The Corner

White House

What Did Tuesday’s Legal Decisions Really Change in the Long Term?

(Grigory Dukor/Reuters)

Despite Tuesday’s dramatic courtroom revelations, the long-term outlook for President Trump doesn’t seem to have changed all that much.

Assume the scenario that Trump is predicting, that the 2018 midterms produce a “Red Wave.” The sheer number of open seats, the discouraging results for Republicans in recent special House elections, and the general indicators that the Democratic grassroots are fired up are all counter-evidence of this GOP dream scenario, but maybe the increased talk of impeachment will fire up and motivate the Trump voters of 2016.

Assume that the Congress of January looks like it does today — modest GOP majorities in the House and Senate. Democrats would continue to bang the drums for impeachment, because of Cohen’s claims and whatever special counsel Robert Mueller uncovered. But without indisputable evidence of serious crimes and a chunk of the GOP base voters breaking away from Trump, impeachment efforts will go nowhere under a Republican speaker. The 2020 presidential cycle would likely overtake the impeachment talk quickly, as Democrats began to focus more on defeating Trump and less on a futile attempt to remove him from office.

A more plausible scenario, based on the current data, is the GOP has a lousy year in the House races and loses its majority in that chamber, but benefits from an easy map and good candidates and actually picks up a Senate seat or two. Rick Scott’s looking pretty good in Florida, Kevin Cramer’s got a lead in North Dakota, Josh Hawley’s either tied or enjoying a small lead in Missouri, and Dean Heller’s hanging in there in Nevada. Heck, Leah Vukmir’s within two points of Tammy Baldwin in Wisconsin, and Democrat Bob Menendez’s lead in New Jersey is pretty modest, so maybe the GOP has a very good year in the Senate.

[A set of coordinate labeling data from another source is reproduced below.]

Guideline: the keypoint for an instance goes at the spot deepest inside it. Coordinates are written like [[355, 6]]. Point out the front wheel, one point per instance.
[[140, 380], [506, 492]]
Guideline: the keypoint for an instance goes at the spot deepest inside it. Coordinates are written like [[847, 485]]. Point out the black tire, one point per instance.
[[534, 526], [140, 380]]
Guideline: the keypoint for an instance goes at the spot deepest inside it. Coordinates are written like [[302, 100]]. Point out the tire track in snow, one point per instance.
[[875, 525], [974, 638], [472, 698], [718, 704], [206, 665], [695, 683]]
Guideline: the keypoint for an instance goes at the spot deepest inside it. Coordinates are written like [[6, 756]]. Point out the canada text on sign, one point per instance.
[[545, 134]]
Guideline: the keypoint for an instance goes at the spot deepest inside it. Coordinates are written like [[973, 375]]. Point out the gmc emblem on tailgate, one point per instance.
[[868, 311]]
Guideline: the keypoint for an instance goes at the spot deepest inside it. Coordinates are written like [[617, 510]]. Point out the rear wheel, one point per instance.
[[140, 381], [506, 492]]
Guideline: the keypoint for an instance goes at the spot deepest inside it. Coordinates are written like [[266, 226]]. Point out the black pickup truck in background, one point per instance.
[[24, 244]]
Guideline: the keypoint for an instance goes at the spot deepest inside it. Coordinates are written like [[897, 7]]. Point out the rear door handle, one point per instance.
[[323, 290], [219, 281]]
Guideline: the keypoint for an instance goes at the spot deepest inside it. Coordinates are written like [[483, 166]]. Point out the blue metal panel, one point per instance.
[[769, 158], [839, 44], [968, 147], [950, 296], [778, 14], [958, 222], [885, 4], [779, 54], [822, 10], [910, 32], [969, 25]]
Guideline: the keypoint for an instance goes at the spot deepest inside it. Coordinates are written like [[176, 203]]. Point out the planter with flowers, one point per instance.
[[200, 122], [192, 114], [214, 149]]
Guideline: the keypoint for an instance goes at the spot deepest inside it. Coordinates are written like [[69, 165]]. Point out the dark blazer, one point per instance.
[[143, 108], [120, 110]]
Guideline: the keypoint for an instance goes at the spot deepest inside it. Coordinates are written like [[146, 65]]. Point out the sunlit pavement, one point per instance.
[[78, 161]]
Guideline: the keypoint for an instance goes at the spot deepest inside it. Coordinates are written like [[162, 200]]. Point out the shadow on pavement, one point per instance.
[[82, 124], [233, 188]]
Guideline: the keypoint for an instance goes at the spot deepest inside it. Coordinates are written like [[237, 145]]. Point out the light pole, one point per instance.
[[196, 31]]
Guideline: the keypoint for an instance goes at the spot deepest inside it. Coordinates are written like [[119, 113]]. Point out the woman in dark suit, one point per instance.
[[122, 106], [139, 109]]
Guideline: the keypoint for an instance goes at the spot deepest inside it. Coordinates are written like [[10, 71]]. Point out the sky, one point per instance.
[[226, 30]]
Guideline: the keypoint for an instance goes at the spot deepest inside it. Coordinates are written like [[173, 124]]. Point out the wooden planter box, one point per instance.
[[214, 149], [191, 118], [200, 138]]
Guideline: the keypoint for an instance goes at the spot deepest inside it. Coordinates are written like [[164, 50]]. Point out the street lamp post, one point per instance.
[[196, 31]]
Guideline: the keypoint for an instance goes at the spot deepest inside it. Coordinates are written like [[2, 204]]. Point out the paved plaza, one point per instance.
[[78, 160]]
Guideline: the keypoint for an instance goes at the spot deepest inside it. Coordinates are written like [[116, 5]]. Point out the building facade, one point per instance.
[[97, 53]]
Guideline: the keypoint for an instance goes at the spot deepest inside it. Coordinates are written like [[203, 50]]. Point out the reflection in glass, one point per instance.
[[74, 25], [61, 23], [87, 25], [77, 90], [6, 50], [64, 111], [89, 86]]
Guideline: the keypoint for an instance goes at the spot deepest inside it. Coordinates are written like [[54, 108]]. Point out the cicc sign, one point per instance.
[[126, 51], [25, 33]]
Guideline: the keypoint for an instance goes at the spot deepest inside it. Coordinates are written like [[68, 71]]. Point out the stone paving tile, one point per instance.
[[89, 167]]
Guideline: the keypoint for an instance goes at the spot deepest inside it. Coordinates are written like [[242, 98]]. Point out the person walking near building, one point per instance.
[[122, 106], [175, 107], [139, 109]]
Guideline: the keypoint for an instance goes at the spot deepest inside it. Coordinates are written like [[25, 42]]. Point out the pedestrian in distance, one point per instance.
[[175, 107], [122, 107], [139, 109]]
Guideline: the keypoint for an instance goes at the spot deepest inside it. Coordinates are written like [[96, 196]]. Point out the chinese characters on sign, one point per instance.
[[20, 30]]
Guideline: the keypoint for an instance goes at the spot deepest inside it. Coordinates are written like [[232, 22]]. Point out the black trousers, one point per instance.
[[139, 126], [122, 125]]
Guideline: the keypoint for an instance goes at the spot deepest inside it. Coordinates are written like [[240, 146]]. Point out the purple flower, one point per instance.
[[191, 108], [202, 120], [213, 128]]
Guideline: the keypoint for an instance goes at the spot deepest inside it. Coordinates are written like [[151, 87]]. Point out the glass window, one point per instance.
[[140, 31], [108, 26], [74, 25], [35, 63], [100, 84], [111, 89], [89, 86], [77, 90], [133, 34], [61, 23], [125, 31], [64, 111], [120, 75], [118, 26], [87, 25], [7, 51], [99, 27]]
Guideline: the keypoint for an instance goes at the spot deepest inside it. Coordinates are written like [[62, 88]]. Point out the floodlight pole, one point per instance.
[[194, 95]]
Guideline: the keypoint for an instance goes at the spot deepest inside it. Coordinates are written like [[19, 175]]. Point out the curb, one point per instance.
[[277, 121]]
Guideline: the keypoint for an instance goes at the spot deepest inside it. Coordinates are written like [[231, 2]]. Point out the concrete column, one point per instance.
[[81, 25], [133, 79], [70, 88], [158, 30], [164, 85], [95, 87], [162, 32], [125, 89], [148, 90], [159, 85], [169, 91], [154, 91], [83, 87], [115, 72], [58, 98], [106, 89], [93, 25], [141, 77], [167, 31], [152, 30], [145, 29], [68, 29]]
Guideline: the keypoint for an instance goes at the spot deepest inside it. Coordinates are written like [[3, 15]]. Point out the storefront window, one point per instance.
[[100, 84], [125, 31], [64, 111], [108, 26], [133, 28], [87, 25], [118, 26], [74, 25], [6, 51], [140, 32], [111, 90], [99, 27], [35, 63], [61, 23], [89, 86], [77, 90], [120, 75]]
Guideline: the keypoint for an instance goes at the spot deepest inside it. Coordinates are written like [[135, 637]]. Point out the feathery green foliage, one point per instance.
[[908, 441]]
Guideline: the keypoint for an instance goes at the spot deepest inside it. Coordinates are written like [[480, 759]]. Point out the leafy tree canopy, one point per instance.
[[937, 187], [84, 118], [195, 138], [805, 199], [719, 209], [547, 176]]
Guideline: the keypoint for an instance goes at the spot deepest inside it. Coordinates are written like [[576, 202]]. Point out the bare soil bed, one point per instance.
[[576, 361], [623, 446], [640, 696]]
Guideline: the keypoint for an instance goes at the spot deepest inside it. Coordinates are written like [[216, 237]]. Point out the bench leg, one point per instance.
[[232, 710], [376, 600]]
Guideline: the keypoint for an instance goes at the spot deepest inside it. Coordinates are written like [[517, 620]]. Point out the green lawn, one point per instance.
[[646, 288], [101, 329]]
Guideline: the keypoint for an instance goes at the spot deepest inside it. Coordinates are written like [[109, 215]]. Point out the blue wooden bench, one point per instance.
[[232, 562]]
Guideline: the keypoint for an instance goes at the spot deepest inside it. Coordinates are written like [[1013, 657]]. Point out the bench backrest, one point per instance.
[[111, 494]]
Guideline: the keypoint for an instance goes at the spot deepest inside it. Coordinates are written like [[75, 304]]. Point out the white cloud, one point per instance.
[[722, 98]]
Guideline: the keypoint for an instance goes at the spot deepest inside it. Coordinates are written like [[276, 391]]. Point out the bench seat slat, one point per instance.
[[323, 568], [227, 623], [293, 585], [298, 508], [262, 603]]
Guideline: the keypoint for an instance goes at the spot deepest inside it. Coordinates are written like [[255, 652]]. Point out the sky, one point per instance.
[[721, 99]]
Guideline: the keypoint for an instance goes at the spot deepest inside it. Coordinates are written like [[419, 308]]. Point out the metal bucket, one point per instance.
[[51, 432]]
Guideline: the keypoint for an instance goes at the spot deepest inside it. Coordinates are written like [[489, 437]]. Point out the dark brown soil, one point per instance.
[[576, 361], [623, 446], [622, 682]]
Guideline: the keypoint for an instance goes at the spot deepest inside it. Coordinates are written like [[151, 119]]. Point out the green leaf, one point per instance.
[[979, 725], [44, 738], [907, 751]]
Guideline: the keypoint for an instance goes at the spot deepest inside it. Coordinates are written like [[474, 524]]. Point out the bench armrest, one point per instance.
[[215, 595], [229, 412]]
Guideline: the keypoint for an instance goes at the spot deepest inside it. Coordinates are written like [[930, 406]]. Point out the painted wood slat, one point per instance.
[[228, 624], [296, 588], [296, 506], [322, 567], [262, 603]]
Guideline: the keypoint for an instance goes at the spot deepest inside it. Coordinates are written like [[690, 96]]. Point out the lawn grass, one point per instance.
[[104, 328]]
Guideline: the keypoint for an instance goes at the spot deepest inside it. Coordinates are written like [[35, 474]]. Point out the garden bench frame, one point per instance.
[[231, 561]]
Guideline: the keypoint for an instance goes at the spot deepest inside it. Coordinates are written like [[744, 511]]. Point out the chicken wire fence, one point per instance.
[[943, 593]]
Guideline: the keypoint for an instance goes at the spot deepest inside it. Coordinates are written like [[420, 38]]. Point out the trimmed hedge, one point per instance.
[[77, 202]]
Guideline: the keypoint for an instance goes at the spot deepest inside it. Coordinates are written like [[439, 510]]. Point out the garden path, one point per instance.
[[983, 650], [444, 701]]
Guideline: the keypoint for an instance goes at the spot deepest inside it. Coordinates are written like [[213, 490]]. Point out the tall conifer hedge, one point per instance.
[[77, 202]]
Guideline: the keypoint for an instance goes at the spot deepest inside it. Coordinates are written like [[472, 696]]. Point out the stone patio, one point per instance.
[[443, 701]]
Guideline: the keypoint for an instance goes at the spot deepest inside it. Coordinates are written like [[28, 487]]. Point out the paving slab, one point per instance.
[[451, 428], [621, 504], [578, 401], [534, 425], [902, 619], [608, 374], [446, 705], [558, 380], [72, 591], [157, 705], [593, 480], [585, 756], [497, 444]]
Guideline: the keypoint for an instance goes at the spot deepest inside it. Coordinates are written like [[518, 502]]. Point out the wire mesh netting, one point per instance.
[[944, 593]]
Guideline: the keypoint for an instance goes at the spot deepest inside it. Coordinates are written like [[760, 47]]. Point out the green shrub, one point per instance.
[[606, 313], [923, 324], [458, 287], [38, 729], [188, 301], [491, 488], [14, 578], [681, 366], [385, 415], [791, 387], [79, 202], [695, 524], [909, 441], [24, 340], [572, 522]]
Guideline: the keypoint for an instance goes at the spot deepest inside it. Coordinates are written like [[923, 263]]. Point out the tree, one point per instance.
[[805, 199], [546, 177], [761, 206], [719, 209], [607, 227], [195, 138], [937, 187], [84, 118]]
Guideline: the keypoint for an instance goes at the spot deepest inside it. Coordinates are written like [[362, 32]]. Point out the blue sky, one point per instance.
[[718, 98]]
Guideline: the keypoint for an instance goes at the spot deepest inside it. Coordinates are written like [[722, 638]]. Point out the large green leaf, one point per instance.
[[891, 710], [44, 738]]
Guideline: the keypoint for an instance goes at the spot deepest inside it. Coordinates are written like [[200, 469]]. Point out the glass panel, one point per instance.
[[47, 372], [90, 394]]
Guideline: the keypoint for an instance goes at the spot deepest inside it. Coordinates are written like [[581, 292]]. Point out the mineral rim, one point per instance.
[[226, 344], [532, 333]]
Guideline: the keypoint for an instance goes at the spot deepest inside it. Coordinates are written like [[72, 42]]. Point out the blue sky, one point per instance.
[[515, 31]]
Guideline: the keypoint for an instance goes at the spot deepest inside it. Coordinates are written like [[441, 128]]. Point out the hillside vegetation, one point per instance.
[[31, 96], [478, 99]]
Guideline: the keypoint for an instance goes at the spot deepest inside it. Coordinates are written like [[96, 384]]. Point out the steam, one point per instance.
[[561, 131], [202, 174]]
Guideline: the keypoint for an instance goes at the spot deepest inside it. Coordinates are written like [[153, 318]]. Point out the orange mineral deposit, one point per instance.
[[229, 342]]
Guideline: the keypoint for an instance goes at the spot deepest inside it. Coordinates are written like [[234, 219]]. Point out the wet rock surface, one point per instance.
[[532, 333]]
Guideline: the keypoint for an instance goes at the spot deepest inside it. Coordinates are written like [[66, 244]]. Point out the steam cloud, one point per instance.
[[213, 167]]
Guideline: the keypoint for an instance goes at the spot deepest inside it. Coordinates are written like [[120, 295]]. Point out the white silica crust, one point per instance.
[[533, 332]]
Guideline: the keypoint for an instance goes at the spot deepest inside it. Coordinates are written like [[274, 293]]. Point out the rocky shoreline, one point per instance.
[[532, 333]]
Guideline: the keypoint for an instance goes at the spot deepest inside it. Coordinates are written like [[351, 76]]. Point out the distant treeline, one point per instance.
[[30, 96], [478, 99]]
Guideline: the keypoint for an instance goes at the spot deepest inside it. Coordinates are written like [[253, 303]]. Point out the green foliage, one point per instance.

If that happens, count on Democrats to push for impeachment proceedings fairly quickly once Mueller makes his final report. With a Democrat-held House and a GOP-held Senate, the outcome is pretty predictable, barring some revelation that convinces a significant number of GOP senators to switch. To remove a president from office, two-thirds of the senators present have to vote to convict, and it’s hard to picture, say, 15 to 17 Republican senators voting to get rid of Trump.

Could the GOP lose the Senate? Sure, it would require Democrats not making many mistakes, but it could happen. And a Senate where Democrats control 51 seats could cause all kinds of headaches for the administration, with investigations, hearings, and subpoenas. But the math on an impeachment vote wouldn’t change very much.

Trump might even find a failed impeachment attempt politically useful, offering a version of the argument, “I’ve brought you tax cuts, good judges, deregulation, a booming economy, a crushed ISIS, and peace with North Korea [or whatever] and they tried to remove me from office. The swamp doesn’t care about good results, they just want to get rid of me, and that’s why I need your support again in 2020,” etcetera.